Nach zehn Minuten hat Julian, 16 Jahre alt, die Sache mit der Spannung erledigt, die Berliner sind startklar. Genauso wie Kai, Markus, Fiona und Sophia, die als "Team Spaece" bei CanSat mitmachen und ihren Minisatelliten beim ersten Start heute um 12 Uhr in den grauen Himmel über Rotenburg jagen werden. Die vier Zehntklässler gehen auf das Hans-Thoma-Gymnasium in Lörrach, sind mit 15 die Jüngsten hier heute und hatten die weiteste Anfahrt in die norddeutsche Tiefebene.
Kai: "Also das ist unser Satellit, der besteht aus einer Menge Kleber und zwei Carbonteilen und einem Arduino, das ist ein Mikrocontroller, den wir da eingebaut haben, damit wir die Gase der Sensoren auch auslesen können und dann auf einer SD-Karte speichern."
Alle CanSats im Wettbewerb müssen Luftdruck und Temperatur messen, die Pflicht quasi. Eine zweite Aufgabe, die so genannte sekundäre Mission, überlegen sich die Schüler selbst. Team Spaece misst hier bestimmte Gase, während ihr Minisatellit am Fallschirm gen Erde fällt.
Fiona: "Also das LPG-Gas Ethan, Propan und Buthan, Kohlenstoffmonoxid und Methan, die hängen auch sehr mit dem Treibhauseffekt zusammen. Und dann wollten wir die einfach mal messen, um den Zusammenhang einfach besser erklären zu können und halt auch mit alten Messungen zu vergleichen..."
Fünf Minuten später müssen sich alle Teams draußen vor dem Flugfeld einfinden. Sicherheitseinweisung durch Christian Siegmund von der Hochschule Bremen:
"Man kann im Stehen einfach besser ausweichen, wenn Objekte auf einen zukommen, das hört sich jetzt lustig an. Das ist aber so, also bitte stehen! Und die zweite wichtige Regel: Rakete im Auge behalten..."
Nachwuchsförderung für die Raumfahrt
Inmitten der Schüler steht auch Dirk Stiefs vom Deutschen Zentrum für Luft- und Raumfahrt DLR in Bremen. Er hat die zehn Teams mit einer Jury ausgewählt und weiß, worauf es ankommt beim CanSat-Wettbewerb: Die Technik soll natürlich funktionieren, belastbare Messergebnisse liefern. Aber auch der Lernfortschritt der Teams spielt eine Rolle und ihre PR-Arbeit: Wie verkaufen die Schüler quasi ihr wissenschaftliches Produkt im Vorfeld?
"Das ist natürlich Nachwuchsförderung für Raumfahrt, aber auch allgemein Naturwissenschaften, Technik. Da werden ja Fachkräfte dringend gesucht, und da muss man früh anfangen, für Nachwuchs zu sorgen. Und das Schöne an dem Wettbewerb ist, dass es nah an echten Raumfahrtmissionen gestaltet ist und dass die Schüler quasi schon diese Projektarbeit, die Dokumentation und alles kennenlernen und auch in einem frühen Stadium da Erfahrungen sammeln."
"So, startbereit, und wir starten in fünf, vier, drei, zwei, eins..." (Rakete startet)
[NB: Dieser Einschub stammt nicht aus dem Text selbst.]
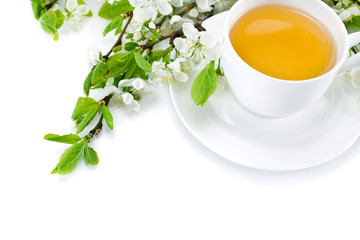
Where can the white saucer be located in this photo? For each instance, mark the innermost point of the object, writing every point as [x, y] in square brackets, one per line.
[309, 138]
Um kurz nach zwölf ist es dann soweit, zwei Minisatelliten sind in der 1,70 Meter langen Rakete verstaut. Die wird in rund 500 Meter Entfernung gestartet, ist nur kurz zu sehen, bevor sie im milchig-grauen Himmel verschwindet.
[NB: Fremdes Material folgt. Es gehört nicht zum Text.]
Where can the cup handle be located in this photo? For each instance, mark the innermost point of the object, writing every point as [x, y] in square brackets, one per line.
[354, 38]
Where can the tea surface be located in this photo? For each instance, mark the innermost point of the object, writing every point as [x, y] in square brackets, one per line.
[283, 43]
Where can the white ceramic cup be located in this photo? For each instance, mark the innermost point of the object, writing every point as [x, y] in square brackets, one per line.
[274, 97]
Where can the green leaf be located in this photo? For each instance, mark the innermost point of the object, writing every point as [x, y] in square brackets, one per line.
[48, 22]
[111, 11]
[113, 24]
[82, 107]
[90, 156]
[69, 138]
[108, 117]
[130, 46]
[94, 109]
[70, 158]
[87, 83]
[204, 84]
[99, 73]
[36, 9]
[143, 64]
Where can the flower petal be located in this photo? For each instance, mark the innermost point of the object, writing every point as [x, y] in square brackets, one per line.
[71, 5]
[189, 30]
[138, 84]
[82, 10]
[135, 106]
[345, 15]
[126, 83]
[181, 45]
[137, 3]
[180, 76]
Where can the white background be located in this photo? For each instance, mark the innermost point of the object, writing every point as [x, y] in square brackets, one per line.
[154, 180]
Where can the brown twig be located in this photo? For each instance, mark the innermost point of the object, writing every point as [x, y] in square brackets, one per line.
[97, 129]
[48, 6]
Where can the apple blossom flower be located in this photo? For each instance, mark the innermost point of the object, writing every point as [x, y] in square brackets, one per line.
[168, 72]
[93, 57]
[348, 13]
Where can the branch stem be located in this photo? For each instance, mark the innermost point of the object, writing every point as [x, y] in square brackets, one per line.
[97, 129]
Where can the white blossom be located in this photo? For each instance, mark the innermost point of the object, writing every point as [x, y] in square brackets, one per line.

Team Spaece aus Lörrach findet seine Satelliten-Dose später in einem Gewerbegebiet hinter dem Flugplatz, der Wind hat das Teil samt Mini-Fallschirm weit abgetrieben.
Kai: "Das ist unser Satellit! Also das Carbon ist nicht gebrochen, sieht leicht ramponiert aus, weil der Kleber hat nicht so gut gehalten, wie wir dachten. Aber im Endeffekt, denken wir, ist alles heil geblieben."
Auch die SD-Karte ist intakt, wie sich später zeigt, und hat die wichtigsten Messdaten gespeichert. Mission erfüllt für Team Spaece an diesem Vormittag!